A talking circle is forming; Gobetween and I are making our way over to it. I hated these things when I was a young apprentice, old men talking about old ways and another winter filled with trouble and good works, gone by. Clearly many an understudy has made himself scarce, over-eating after months of famine and charming his way into any embrace that will hold him.

I no longer sit in the elder’s circle of Death Clan Greihound. Nudged by them into the outer edge of tribal reality, I now straddle the transilient border regions of oversight and obscurity. It is the cosmic realm of transcended absurdity.

Longbow has saved Gobetween and me a place amidst a crowded gallery of dreamers, Twilight Women and their Bards. Longbow and Gobetween are the Dreaming Twins of Clan Greihound; she is their Twilight Woman and I the Clown that snatched her from the twinkling stars. She is my immortal lover. The Old Ones are already passing the talking stick and we squeeze into our place as quietly as two overjoyed votaries could.

I can only gasp how the brevity of this occasion always seems, occurring for a mere glimpse of days each spring. Death Clans have starved, prayed and scarified for our people for six relentlessly difficult months. Now, having come down off the mountain they are transitioning back into something that bares a fleeting resemblance to an everyday life. It is a private, insular moment exchanging both the horror and mystical wonder of the winter they shared, the secret goings on that only a miniscule few have in common with each other. The people fear us as savage magic makers when in fact we are nothing more than extravagantly frugal, devoted old fools. We will be left along the side of the trail as mankind streams into the deceptive brightness of technology. It was over when the first of human kind placed that first seed in the ground with deliberation and forethought. We stand at the end of a cycle, too cumbersome with amassed wisdom to be carried into the new world. But the tune to which that new world dances is only one round and it will cycle back to its ancestors with whom Gobetween and I and the rest stand.

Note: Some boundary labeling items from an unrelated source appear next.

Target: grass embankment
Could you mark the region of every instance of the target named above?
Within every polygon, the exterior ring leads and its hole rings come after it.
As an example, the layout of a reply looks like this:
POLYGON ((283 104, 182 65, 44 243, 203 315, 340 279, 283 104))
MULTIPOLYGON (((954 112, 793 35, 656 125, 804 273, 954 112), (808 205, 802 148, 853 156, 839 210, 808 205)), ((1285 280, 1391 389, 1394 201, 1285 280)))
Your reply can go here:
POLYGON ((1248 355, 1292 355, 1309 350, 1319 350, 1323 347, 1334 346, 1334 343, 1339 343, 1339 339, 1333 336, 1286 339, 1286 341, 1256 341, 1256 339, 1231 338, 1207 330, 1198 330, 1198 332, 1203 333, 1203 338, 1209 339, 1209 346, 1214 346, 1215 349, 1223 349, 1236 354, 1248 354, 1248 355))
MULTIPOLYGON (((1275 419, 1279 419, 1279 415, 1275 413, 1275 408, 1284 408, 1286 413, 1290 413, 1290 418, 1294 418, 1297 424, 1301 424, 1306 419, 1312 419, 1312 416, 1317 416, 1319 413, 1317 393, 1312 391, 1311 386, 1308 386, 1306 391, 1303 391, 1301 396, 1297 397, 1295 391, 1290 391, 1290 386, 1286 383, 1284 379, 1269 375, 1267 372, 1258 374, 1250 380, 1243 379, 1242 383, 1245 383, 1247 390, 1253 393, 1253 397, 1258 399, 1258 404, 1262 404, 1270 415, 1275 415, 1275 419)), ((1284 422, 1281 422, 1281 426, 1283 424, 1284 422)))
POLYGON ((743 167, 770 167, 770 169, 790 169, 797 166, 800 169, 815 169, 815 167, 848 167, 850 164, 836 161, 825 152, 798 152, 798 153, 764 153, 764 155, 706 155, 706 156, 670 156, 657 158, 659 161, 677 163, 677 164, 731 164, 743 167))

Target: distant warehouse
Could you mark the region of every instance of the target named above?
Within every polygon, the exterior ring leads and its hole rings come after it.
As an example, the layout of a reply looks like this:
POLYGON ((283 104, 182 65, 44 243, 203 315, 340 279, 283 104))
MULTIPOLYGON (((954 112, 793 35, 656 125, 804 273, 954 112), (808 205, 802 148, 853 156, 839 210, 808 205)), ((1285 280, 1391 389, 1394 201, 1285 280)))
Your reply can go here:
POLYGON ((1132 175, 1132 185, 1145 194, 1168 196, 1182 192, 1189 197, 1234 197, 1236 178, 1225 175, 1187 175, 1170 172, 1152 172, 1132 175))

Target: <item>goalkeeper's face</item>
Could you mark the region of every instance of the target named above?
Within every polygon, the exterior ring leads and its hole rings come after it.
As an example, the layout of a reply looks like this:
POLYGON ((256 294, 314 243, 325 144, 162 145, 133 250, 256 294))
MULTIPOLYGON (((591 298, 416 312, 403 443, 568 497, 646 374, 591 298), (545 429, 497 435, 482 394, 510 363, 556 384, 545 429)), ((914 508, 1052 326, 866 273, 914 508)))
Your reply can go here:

I can hear the spirit handler of Clan Lynx speaking. The high country remoteness of their domain was inundated with snow. The ice spirits tested them fiercely, hiding firewood beneath a paralyzing white blanket. Fingers and toes were lost but no lives. The Lynx appear skeletal from starvation. The stories are similar for all of the Death Clans. We were there; we know the truth of their words. Longbow leans toward my ear and whispers.


Painted-Like-A-Plume, the dreamer for Clan Wolf, told me that they were stranded in the west tributary of the gorge. They were on a spirit hunt for his apprentice, Fetches-The-Wind. Their medicine man, Old-Man-Boulder, nearly lost both of his feet keeping them alive. Those wizard women of your Oak Clan are still doctoring him.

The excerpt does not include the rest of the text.